Tuesday, January 20, 2009

Maven

A few months back I started using maven for a project, and since then my appreciation for this tool has been on the rise as I discover various feature and new plugins. Maven help out with software development process as well with design. Following are some of the benefits I have experienced.

Maven adds structure to your code repository. There is a place to put different artifacts (java source, properties files etc, JUnit test cases), this structure brings consistency to how code is organized in version control system.

Maven promotes modular design thru its dependency management feature. You can break up you project into different modules, and then build other modules on top of other modules. Maven can bring these modules together at build time.
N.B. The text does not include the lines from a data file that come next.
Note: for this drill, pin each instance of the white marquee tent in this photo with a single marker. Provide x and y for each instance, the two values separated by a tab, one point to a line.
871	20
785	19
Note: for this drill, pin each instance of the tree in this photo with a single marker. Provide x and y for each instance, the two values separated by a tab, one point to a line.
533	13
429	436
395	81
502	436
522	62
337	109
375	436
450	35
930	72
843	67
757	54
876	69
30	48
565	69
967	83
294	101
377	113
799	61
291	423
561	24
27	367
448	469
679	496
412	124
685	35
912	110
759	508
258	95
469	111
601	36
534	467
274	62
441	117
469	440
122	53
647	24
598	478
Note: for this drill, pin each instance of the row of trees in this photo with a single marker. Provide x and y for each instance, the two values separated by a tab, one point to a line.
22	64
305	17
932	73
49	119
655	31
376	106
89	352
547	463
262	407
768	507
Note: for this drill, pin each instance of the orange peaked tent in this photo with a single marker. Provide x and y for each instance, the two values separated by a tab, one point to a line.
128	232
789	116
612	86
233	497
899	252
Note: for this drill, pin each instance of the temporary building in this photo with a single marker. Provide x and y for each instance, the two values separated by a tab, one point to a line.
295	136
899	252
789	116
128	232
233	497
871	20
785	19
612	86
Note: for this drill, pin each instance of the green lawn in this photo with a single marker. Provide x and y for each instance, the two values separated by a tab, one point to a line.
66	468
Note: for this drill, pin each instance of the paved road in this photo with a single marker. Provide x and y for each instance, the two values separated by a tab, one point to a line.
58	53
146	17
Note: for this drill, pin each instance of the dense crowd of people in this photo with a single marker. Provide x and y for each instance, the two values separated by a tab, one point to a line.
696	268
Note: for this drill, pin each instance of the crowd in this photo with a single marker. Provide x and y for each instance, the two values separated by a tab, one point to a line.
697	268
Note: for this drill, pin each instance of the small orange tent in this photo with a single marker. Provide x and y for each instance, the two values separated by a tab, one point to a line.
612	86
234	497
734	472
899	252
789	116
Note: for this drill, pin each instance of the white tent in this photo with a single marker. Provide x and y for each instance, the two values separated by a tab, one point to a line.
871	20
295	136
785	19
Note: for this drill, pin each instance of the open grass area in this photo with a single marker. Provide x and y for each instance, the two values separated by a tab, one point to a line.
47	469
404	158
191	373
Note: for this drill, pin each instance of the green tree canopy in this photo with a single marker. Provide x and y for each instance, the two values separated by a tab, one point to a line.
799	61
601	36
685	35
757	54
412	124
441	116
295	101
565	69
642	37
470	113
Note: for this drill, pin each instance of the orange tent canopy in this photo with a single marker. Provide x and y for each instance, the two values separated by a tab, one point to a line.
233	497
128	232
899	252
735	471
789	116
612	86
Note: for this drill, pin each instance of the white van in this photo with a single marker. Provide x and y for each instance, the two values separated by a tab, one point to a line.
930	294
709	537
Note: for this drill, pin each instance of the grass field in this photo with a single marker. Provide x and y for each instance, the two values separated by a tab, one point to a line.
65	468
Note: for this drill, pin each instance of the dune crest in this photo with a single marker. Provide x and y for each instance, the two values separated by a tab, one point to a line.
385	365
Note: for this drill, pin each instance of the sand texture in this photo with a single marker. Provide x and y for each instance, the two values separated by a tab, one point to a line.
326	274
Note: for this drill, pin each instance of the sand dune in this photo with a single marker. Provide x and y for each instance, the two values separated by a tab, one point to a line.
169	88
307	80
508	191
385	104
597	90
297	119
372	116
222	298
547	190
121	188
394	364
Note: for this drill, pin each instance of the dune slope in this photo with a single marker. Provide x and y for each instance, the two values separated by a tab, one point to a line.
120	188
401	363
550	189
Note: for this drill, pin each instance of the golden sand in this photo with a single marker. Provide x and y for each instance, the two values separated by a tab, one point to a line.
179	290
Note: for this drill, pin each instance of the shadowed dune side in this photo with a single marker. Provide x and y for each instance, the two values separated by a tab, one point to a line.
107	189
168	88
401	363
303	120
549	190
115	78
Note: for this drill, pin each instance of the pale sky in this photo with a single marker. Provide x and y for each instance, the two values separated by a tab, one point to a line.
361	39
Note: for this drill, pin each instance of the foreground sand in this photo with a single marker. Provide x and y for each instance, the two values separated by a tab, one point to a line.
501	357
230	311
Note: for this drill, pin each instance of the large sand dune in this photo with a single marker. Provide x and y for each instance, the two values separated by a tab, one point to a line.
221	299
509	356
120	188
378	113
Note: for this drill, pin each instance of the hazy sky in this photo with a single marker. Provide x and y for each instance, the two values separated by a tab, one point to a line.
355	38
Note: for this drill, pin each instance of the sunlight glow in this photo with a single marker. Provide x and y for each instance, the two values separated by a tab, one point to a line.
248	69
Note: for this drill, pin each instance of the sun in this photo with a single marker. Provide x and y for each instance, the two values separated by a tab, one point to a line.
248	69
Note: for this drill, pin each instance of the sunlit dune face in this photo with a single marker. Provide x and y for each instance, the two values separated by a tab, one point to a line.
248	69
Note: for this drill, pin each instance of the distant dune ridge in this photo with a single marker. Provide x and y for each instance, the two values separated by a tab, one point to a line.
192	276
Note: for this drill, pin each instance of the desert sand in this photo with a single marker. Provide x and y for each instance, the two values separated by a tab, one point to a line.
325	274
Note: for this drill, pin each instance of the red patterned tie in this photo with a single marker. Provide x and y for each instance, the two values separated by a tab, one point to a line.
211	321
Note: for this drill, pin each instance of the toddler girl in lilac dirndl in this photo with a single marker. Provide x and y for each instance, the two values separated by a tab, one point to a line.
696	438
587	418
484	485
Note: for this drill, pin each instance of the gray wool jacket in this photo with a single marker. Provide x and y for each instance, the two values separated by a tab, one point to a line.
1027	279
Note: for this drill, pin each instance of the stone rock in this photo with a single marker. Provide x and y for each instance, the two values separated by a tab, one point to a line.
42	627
For example you could separate out DAO/Data model code create a maven module, then create another maven module for business logic which uses DAO/Data module, maven lets you specify the dependencies. This way you are maintaining a modular code and this will help you avoid mix up between your Data model class and business classes, lower layer modules are usable in multiple project if you need them.

Maven also helps you manage dependencies on 3rd party modules. you don't have to manually download tonnes of 3rd part jars, instead provide minimum information (artifactId, groupId, version) about 3rd party components, and the associated jars will be downloaded for you, you won't have to keep track hundreds of jars coming for dozens for 3rd part components.

Another advantage of of Maven is it lets developers work with different environments like QA, development, staging, production with ease. Settings for different environments could be specified in respective properties files (for example where is QA DB ?) , and at build time simply include the property file or apply these properties to various configuration file and other resources by simply specify a profile switch as one of the maven command argument.

Maven lets you run JUnit tests associated with you project.

Maven provides command line interface, and also works very well with popular IDEs like Eclipse and Netbeans, and with automated builds tools.

A wide range of maven plugins are available to do various task like compile, packaging, generating code and lot more. For example generating axis WSDL code from existing java sources, you could create various packaging foo you projects, execute SQL script againsts database, deploy your application. These links provide plugin descriptions http://maven.apache.org/plugins/index.html, http://mojo.codehaus.org/plugins.html

When you are starting with Maven the terminologies could be daunting but once you start using it, it is a pleasant song.